DUBAI (Reuters) – The trial of British-Iranian aid worker Nazanin Zaghari-Ratcliffe at Iran’s Revolutionary court was held on Sunday, her lawyer Hojjat Kermani told Reuters, hoping she would be acquitted from the charge of “propaganda against the system”.
“Her trial was held at branch 15 of the Revolutionary court. Her charge is propaganda against the system,” Kermani said, adding that “Zaghari-Ratcliffe was fine and calm at the court session”.
“The trial was held in a calm atmosphere. The final defence was taken. Legally, the court should announce the verdict in a week but it is up to the judge. I am very hopeful that she will be acquitted.”
The Iranian Judiciary was not immediately available to comment.
Iran had released Zaghari-Ratcliffe from house arrest last Sunday at the end of a five-year prison sentence, but she had been summoned to court again on the other charge.
Zaghari-Ratcliffe, a project manager with the Thomson Reuters Foundation, was arrested at a Tehran airport in April 2016 and later convicted of plotting to overthrow the clerical establishment.

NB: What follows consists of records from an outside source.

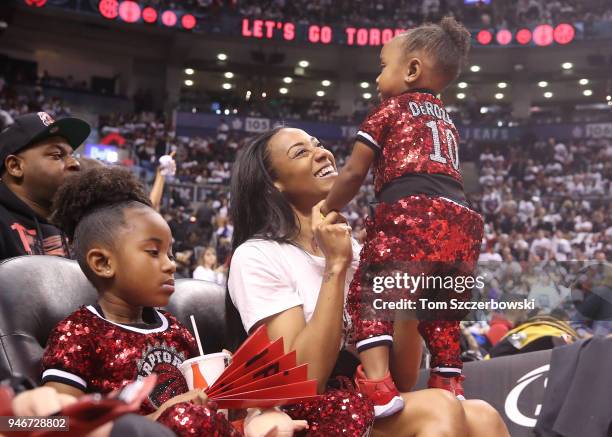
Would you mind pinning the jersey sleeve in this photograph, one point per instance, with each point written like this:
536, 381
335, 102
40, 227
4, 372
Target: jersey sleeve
258, 285
68, 357
374, 128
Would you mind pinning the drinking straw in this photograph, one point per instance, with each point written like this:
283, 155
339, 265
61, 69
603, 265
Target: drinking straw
197, 336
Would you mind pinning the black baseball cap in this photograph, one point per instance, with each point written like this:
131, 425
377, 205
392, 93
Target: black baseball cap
30, 129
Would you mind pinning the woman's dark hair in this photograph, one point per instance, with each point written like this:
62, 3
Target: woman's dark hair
257, 209
89, 207
448, 42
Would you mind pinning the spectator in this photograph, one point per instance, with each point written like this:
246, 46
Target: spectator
35, 157
208, 269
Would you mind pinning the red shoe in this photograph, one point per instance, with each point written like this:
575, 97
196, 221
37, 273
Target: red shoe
387, 399
452, 384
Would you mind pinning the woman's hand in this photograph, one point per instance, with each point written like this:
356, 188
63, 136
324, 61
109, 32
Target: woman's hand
41, 401
196, 396
333, 236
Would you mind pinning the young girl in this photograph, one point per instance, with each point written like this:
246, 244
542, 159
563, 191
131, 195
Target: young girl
124, 247
422, 224
207, 269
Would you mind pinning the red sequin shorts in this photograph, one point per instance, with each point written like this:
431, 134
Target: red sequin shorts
416, 236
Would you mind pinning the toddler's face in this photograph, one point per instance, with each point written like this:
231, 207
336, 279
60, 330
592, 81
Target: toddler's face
145, 266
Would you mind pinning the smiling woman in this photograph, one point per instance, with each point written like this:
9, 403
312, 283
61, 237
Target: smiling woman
290, 271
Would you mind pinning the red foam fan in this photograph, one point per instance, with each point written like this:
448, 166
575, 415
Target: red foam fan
262, 375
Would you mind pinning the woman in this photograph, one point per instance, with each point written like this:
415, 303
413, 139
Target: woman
207, 269
290, 270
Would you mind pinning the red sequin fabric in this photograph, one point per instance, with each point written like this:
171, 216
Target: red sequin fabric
187, 419
416, 236
98, 356
412, 133
336, 413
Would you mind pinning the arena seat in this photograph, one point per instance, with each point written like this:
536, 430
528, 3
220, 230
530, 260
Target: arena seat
36, 292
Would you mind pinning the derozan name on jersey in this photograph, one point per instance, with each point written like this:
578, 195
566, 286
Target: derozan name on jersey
429, 108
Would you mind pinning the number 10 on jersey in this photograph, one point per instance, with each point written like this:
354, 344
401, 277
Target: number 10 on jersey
451, 143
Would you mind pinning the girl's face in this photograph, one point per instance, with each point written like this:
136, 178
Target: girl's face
305, 169
210, 258
142, 262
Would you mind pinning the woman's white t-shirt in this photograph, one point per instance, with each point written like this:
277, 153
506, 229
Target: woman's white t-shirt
267, 278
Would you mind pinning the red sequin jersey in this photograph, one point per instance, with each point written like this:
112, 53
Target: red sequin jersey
95, 355
411, 133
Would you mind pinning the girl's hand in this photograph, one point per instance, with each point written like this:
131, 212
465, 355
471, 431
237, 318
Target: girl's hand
333, 235
196, 396
167, 165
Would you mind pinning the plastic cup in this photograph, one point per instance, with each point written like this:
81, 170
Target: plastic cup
202, 372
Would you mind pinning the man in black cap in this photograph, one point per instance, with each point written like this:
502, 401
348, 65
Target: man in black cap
35, 157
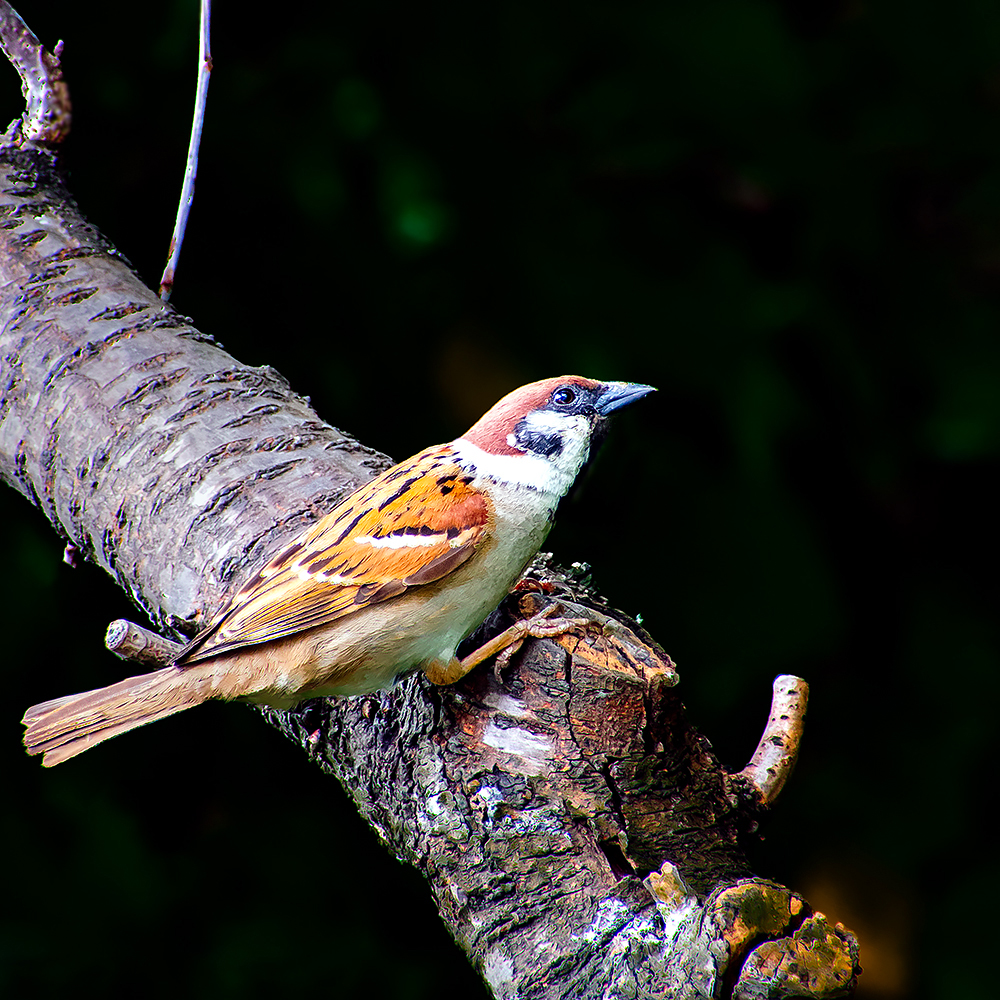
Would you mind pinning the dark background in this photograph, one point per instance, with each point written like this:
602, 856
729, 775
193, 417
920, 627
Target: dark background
785, 215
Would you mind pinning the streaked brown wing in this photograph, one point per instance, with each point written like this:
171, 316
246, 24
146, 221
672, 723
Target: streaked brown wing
411, 525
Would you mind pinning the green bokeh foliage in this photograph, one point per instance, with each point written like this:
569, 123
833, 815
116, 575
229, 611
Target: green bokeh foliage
785, 216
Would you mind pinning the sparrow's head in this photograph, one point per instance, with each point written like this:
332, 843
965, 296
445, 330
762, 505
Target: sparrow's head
540, 436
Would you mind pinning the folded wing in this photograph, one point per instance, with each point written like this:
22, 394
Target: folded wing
412, 525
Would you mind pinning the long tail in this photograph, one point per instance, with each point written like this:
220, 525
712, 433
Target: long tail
66, 726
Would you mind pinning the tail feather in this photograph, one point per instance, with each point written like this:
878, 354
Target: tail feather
64, 727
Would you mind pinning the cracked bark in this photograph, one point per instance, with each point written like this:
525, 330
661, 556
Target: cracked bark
578, 835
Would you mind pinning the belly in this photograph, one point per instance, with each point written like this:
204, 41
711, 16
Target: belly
367, 650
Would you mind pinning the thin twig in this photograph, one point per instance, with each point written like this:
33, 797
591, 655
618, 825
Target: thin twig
191, 170
47, 117
775, 756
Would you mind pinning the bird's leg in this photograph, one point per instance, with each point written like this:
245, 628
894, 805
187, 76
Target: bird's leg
537, 626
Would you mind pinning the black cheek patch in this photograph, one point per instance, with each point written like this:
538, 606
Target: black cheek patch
540, 442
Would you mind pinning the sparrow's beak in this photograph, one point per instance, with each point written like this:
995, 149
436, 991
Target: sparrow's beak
619, 394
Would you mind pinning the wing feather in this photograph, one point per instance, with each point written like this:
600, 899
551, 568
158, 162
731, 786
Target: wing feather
412, 525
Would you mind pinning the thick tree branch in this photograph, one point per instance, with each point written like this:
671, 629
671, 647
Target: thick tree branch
579, 836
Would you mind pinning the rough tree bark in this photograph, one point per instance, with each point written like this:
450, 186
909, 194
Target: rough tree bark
578, 835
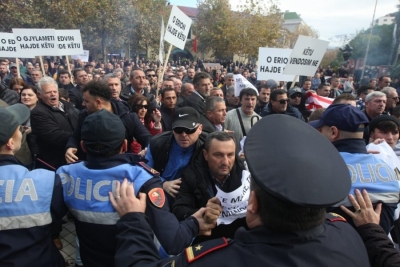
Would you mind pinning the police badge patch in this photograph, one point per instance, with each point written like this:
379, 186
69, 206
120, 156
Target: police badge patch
157, 197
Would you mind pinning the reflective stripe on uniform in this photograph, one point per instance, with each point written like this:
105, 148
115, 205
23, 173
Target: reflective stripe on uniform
106, 218
25, 221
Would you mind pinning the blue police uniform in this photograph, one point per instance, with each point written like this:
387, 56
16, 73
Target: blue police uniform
30, 201
86, 187
370, 173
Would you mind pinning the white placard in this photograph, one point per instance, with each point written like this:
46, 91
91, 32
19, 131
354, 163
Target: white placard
84, 57
242, 83
234, 204
306, 56
8, 47
69, 42
36, 42
177, 28
272, 62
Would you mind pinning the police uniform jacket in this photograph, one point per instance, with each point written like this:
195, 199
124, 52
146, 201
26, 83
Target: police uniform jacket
386, 192
335, 243
198, 186
86, 186
134, 128
52, 128
30, 201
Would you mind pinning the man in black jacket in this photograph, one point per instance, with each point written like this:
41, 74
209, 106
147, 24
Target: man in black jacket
202, 86
213, 168
279, 104
137, 86
53, 122
97, 95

Her family and the foundation, a charity that operates independently of media firm Thomson Reuters and its news subsidiary Reuters, deny the charge.
The foundation was not immediately available for comment on Zaghari-Ratcliffe’s trial.
Zaghari-Ratcliffe, who served out most of her sentence in Tehran’s Evin prison, was released last March during the coronavirus pandemic and kept under house arrest, but her movements were restricted and she was barred from leaving the country.
Last Sunday, Iranian authorities removed her ankle tag, but she still could not leave Iran.
Asked whether she could leave the country, Kermani said:”I don’t know about her travel ban situation.”
British foreign minister Dominic Raab welcomed the removal of the ankle tag but said Iran continued to put Zaghari-Ratcliffe and her family through a “cruel and an intolerable ordeal”.
British Prime Minister Boris Johnson, in a call with Iranian Iranian President Hassan Rouhani on Wednesday, said Zaghari-Ratcliffe must be allowed to return home to her family.
Iranian media reported that during the call, Rouhani raised the issue of a 400-million-pound historical debt which Tehran says Britain owes the Islamic Republic in capital and interest for a 1970s arms deal with the then-Shah of Iran.